12. Collect artifacts: `system_wrapper.bit` and the `system.hwh` (search for `*.hwh`). Rename to shared base, e.g., `yuv.bit`, `yuv.hwh`.

---

## Part D — Run on PYNQ with DMA

1. Copy to the board: `yuv.bit`, `yuv.hwh`, `yuv_filter_hard.ipynb`, and a test image.
2. Run the notebook:
3. Compare to the CPU result (timing and a quick visual diff). For a number, compute MSE:

```python
from yuv_filter_numpy import yuv_filter_numpy
cpu = yuv_filter_numpy(np.array(Image.open('input.png').convert('RGB')), 1.15)
import numpy as np
mse = np.mean((cpu.astype(np.int16) - out_rgb.astype(np.int16))**2)
print('MSE vs CPU:', mse)
```

---

## Deliverables

* **Diagram/Screenshot** of the Vivado Block Design (PS, DMA, DataWidthConv if used, HLS IP).
* **Timing table** (CPU vs.

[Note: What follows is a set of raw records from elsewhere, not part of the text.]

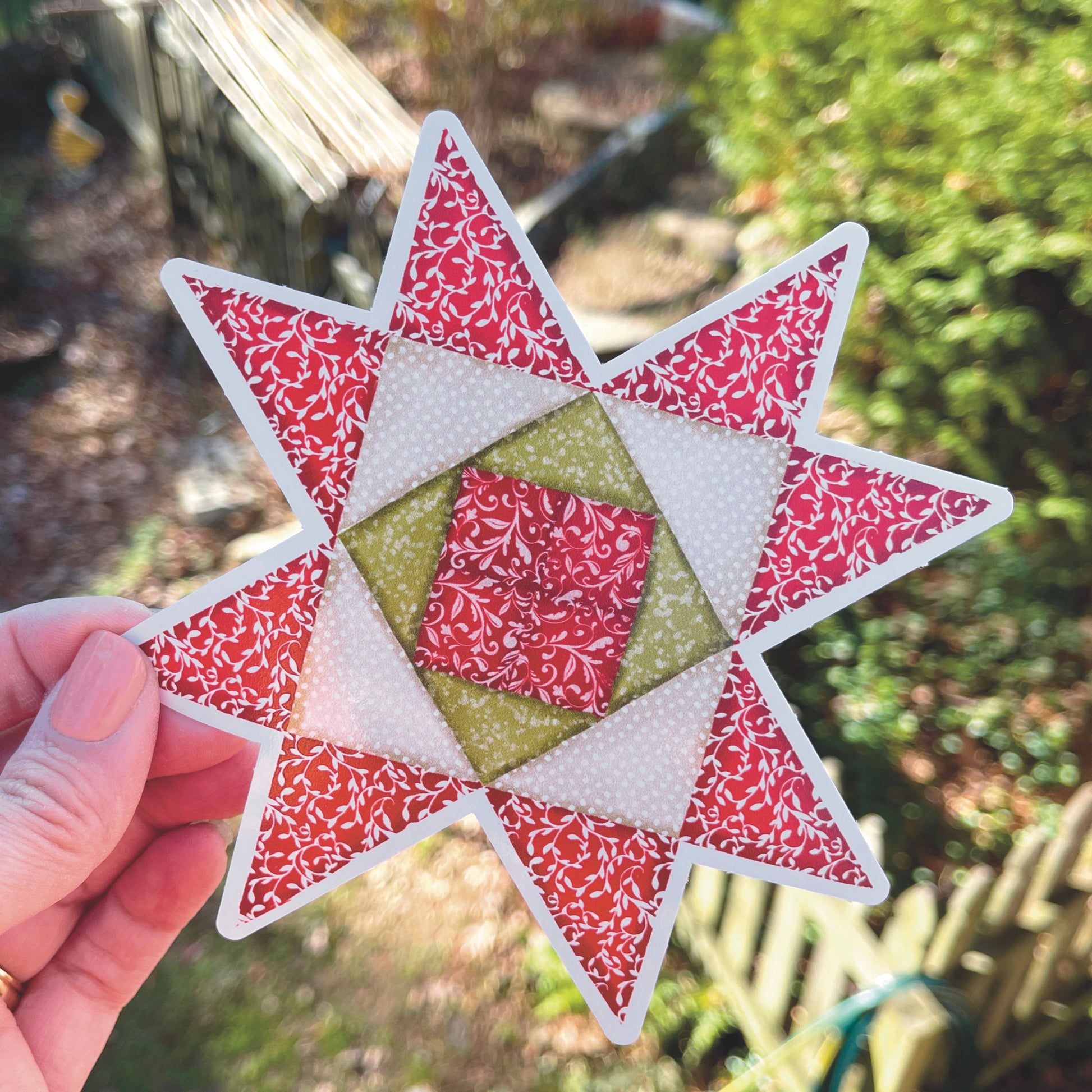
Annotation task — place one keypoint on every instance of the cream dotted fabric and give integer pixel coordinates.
(357, 688)
(434, 409)
(638, 766)
(718, 489)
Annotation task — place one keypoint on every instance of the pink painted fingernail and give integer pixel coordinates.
(100, 689)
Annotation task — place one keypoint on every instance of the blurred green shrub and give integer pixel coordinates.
(960, 135)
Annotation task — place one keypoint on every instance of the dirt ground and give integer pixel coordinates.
(421, 975)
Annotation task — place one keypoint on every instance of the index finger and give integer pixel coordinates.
(39, 643)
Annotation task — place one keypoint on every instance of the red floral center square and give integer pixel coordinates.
(535, 592)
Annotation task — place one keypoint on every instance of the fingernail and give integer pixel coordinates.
(100, 689)
(224, 829)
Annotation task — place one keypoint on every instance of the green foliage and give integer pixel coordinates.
(960, 135)
(16, 18)
(979, 667)
(686, 1013)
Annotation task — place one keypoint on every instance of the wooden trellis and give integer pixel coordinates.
(1017, 943)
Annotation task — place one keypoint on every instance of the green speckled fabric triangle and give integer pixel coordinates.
(575, 449)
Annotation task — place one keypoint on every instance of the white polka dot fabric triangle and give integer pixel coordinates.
(639, 766)
(359, 689)
(434, 409)
(718, 489)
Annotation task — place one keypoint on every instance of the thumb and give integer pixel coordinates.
(69, 792)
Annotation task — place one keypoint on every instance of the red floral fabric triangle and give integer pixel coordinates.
(754, 799)
(836, 520)
(242, 657)
(750, 368)
(313, 376)
(602, 882)
(325, 807)
(466, 286)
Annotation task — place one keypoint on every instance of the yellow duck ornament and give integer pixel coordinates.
(74, 143)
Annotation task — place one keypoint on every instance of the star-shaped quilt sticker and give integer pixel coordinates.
(536, 588)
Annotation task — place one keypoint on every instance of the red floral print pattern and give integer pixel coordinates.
(833, 521)
(749, 369)
(242, 655)
(602, 882)
(465, 286)
(314, 377)
(327, 806)
(754, 797)
(535, 591)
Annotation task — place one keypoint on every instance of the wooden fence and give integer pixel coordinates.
(1017, 945)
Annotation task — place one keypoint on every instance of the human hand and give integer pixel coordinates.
(104, 852)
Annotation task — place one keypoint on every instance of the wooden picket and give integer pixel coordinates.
(1018, 945)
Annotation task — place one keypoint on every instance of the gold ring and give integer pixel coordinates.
(11, 989)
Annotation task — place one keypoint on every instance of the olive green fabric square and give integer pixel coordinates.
(575, 449)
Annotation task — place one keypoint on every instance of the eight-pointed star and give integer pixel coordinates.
(771, 527)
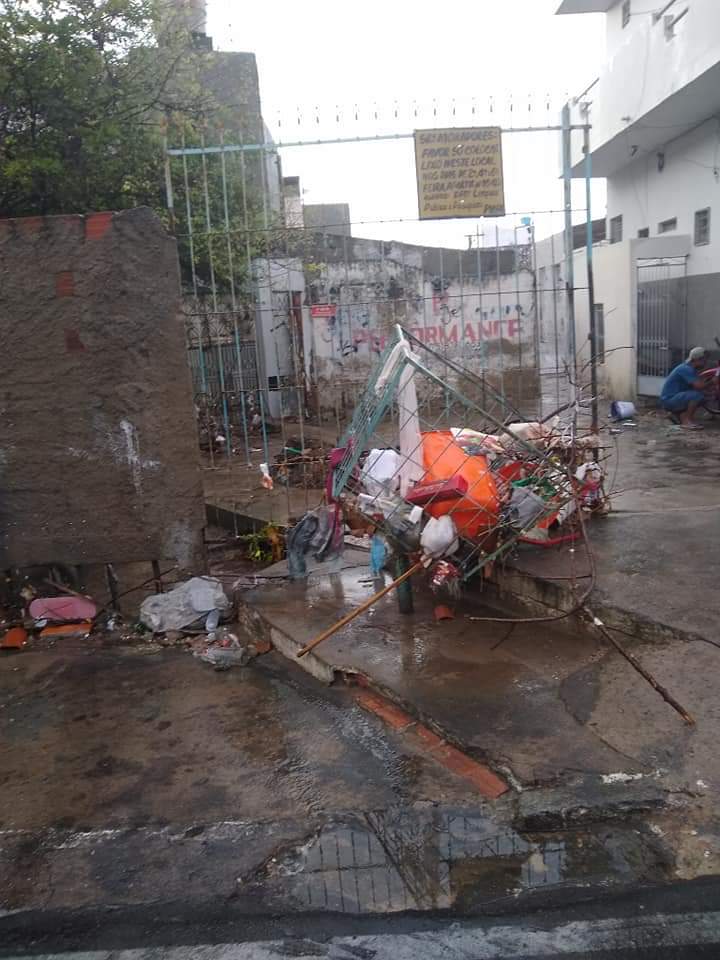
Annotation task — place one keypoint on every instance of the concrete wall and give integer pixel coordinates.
(98, 445)
(645, 69)
(451, 300)
(645, 195)
(328, 218)
(284, 334)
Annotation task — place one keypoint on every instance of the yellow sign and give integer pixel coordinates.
(459, 172)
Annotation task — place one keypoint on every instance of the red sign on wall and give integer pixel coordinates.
(323, 310)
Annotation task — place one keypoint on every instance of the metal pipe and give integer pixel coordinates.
(591, 286)
(246, 147)
(259, 341)
(193, 273)
(660, 13)
(569, 247)
(499, 292)
(233, 300)
(213, 291)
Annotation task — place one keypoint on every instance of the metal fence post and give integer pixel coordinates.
(569, 246)
(591, 283)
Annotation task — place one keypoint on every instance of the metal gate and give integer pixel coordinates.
(661, 321)
(299, 308)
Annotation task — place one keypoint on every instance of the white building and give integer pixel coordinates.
(655, 116)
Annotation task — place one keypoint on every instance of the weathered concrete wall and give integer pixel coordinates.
(452, 300)
(328, 218)
(98, 447)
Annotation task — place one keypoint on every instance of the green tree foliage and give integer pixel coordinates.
(84, 85)
(88, 89)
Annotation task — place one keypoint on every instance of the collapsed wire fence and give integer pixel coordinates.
(286, 321)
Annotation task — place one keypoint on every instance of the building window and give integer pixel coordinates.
(600, 332)
(702, 226)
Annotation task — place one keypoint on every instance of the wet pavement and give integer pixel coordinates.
(516, 699)
(144, 793)
(656, 554)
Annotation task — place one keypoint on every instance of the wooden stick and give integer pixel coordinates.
(631, 659)
(63, 589)
(361, 609)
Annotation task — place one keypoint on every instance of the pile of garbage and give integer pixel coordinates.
(195, 614)
(198, 613)
(451, 492)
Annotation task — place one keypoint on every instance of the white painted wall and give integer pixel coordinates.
(644, 68)
(614, 289)
(690, 181)
(276, 280)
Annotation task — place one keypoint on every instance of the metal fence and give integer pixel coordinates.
(320, 302)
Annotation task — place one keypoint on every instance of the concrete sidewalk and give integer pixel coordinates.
(551, 704)
(656, 554)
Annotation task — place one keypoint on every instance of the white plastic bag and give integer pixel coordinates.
(439, 538)
(381, 472)
(183, 605)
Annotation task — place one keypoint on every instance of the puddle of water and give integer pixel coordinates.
(438, 859)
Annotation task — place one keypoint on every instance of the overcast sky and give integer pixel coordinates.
(389, 66)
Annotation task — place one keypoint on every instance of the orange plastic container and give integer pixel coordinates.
(477, 511)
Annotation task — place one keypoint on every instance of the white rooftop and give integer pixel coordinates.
(585, 6)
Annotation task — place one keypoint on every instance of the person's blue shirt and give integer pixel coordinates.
(681, 378)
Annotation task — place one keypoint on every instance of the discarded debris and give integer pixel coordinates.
(68, 608)
(442, 612)
(225, 650)
(186, 604)
(14, 639)
(633, 661)
(66, 631)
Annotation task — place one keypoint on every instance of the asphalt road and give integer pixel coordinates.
(665, 923)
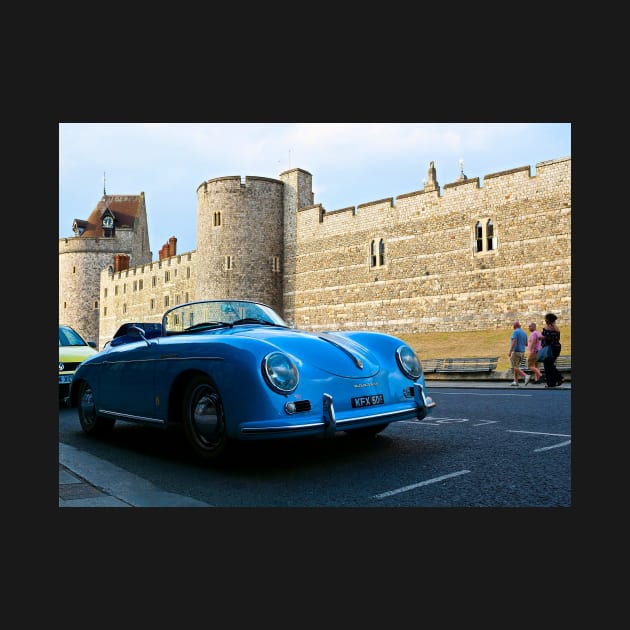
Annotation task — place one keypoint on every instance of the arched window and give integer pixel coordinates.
(485, 239)
(490, 235)
(478, 237)
(377, 253)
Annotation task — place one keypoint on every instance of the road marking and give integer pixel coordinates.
(546, 448)
(540, 433)
(418, 485)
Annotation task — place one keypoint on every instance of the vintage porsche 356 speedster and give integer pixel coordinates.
(234, 370)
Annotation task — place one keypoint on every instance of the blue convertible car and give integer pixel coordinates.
(234, 370)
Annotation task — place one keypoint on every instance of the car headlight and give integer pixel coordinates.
(408, 362)
(280, 372)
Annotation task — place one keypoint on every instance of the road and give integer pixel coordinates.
(481, 447)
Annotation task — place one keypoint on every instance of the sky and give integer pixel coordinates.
(351, 163)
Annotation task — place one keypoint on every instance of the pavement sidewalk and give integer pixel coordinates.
(88, 481)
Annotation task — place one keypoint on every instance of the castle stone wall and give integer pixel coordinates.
(144, 292)
(432, 280)
(314, 266)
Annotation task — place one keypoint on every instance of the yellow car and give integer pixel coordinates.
(73, 349)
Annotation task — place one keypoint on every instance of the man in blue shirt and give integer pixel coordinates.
(518, 343)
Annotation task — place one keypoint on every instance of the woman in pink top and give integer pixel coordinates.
(533, 346)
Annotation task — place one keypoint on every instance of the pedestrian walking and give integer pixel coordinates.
(518, 343)
(533, 346)
(551, 337)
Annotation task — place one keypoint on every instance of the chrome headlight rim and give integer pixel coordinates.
(408, 362)
(280, 372)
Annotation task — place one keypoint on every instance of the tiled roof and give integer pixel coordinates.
(125, 209)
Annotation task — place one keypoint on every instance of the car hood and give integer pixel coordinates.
(327, 351)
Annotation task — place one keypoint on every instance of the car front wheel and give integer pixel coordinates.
(204, 420)
(91, 422)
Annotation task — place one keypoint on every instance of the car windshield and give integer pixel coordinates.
(209, 314)
(69, 337)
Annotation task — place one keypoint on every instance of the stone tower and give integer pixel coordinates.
(240, 239)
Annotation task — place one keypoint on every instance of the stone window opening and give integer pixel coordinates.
(377, 253)
(485, 239)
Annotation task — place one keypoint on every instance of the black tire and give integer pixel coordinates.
(204, 419)
(91, 422)
(366, 432)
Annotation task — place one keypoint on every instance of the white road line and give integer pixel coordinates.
(546, 448)
(540, 433)
(418, 485)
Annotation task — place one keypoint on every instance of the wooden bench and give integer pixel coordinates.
(430, 365)
(563, 363)
(467, 364)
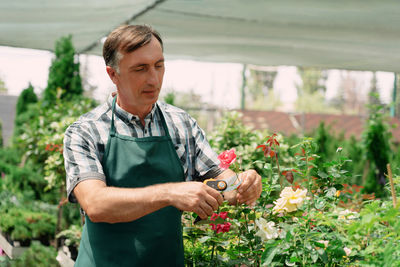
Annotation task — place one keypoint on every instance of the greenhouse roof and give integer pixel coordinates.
(345, 34)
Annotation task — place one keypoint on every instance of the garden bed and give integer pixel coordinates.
(12, 249)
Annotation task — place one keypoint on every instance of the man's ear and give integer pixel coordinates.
(112, 74)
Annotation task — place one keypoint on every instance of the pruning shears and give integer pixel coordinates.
(225, 185)
(229, 184)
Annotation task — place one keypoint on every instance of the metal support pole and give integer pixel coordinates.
(243, 94)
(393, 106)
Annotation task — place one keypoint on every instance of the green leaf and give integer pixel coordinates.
(314, 256)
(269, 255)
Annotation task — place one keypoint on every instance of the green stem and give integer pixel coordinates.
(279, 170)
(212, 253)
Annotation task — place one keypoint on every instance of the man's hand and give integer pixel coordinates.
(250, 189)
(194, 196)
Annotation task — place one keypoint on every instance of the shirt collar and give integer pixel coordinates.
(125, 115)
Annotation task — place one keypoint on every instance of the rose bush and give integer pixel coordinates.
(315, 219)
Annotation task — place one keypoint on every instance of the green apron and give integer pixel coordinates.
(154, 239)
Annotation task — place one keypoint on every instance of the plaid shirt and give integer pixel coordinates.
(85, 141)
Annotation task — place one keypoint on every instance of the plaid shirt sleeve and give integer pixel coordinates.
(81, 157)
(205, 161)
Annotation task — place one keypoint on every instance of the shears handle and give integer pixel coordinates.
(218, 185)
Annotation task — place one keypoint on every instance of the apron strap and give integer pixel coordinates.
(163, 122)
(112, 130)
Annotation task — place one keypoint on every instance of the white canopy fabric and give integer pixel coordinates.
(344, 34)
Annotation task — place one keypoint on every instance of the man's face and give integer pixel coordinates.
(140, 78)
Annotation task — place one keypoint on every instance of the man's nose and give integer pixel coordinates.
(152, 77)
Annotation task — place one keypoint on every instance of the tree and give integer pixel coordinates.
(26, 97)
(64, 80)
(374, 92)
(311, 93)
(3, 88)
(261, 91)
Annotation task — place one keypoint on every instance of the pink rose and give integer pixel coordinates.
(213, 226)
(227, 158)
(225, 227)
(213, 217)
(223, 215)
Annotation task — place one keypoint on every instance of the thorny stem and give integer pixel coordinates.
(212, 253)
(279, 170)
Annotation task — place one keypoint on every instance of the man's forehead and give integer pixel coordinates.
(147, 54)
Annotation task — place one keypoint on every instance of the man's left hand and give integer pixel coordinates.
(250, 189)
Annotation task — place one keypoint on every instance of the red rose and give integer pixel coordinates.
(227, 158)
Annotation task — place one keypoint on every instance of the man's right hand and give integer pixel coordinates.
(194, 196)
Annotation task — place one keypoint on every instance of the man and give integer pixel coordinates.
(127, 162)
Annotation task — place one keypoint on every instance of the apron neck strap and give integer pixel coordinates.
(112, 130)
(163, 120)
(164, 124)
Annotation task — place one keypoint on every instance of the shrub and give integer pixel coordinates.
(24, 225)
(64, 79)
(37, 255)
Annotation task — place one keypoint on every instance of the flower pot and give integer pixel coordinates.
(12, 249)
(64, 259)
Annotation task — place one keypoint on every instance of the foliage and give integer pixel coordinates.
(23, 224)
(1, 134)
(3, 88)
(26, 97)
(64, 80)
(323, 229)
(376, 138)
(37, 255)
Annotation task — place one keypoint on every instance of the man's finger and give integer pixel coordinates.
(215, 194)
(212, 202)
(247, 181)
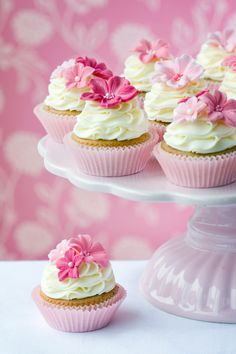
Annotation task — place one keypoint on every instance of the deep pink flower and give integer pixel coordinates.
(110, 92)
(152, 51)
(69, 264)
(230, 61)
(179, 72)
(220, 108)
(189, 110)
(100, 69)
(77, 76)
(225, 39)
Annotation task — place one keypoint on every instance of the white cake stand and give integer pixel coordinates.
(194, 276)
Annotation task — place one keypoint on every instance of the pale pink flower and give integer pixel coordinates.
(189, 110)
(77, 76)
(230, 61)
(220, 108)
(110, 92)
(178, 72)
(152, 51)
(69, 265)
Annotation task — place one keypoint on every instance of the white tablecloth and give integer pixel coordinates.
(137, 328)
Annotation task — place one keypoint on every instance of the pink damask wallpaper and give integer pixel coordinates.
(38, 209)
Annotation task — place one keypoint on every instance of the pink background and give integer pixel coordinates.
(38, 209)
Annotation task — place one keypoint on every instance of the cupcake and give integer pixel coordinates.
(199, 146)
(228, 85)
(68, 82)
(217, 47)
(111, 136)
(139, 67)
(78, 292)
(173, 80)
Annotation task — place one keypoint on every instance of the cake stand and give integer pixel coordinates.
(193, 276)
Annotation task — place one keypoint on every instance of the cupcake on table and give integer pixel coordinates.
(139, 67)
(111, 136)
(173, 80)
(228, 85)
(68, 82)
(217, 47)
(78, 292)
(199, 146)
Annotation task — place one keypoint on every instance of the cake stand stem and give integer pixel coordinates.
(195, 276)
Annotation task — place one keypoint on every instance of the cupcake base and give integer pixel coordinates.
(79, 318)
(197, 171)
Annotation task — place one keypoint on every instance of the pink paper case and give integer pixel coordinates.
(197, 172)
(57, 126)
(79, 319)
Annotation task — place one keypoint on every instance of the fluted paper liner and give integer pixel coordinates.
(79, 318)
(57, 126)
(199, 171)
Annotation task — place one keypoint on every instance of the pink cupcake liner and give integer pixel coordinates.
(79, 319)
(113, 161)
(197, 172)
(57, 126)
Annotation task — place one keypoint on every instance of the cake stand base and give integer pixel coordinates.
(195, 276)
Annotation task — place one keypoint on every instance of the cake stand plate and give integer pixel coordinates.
(194, 276)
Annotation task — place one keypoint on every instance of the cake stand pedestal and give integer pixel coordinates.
(194, 276)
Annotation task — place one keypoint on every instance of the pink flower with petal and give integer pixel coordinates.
(189, 110)
(152, 51)
(110, 92)
(230, 61)
(179, 72)
(69, 265)
(77, 76)
(220, 108)
(100, 69)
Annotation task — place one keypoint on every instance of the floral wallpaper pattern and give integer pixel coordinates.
(38, 209)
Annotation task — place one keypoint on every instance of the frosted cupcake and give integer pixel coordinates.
(78, 292)
(228, 85)
(199, 147)
(68, 81)
(217, 47)
(111, 136)
(139, 67)
(173, 80)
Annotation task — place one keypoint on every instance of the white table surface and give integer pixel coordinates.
(137, 328)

HW) for at least two `scale_Y` values and two image sizes.
* **Result images** (CPU and HW) for one case.
* **Notes**: stream width choice, TKEEP/TLAST handling, clocking, any issues + fixes.

---

## Troubleshooting

* **Can’t see IP in Vivado:** Add the correct repo folder (contains `component.xml`) and *Refresh*.
* **DMA errors / hangs:** Ensure both DMA control ports are mapped, clocks connected, and `recv.transfer()` is called **before** `send.transfer()`; wait on both.
* **No `.hwh` found:** It’s generated alongside the block design; search the project tree for `*.hwh`.
* **Color looks off:** Remember the RGB↔YUV math uses limited‑range offsets (16/128). Check for extra scaling or incorrect channel order.
* **Throughput low:** Enable `#pragma HLS DATAFLOW` and ensure each stage reads/writes the stream once per pixel (II≈1). Keep PL at 100 MHz initially.

---

## Optional extensions

* Filter **U/V** channels (e.g., chroma denoise) and compare artifacts.
* Swap to **VDMA** and operate on video frames/lines with `TLAST` per line.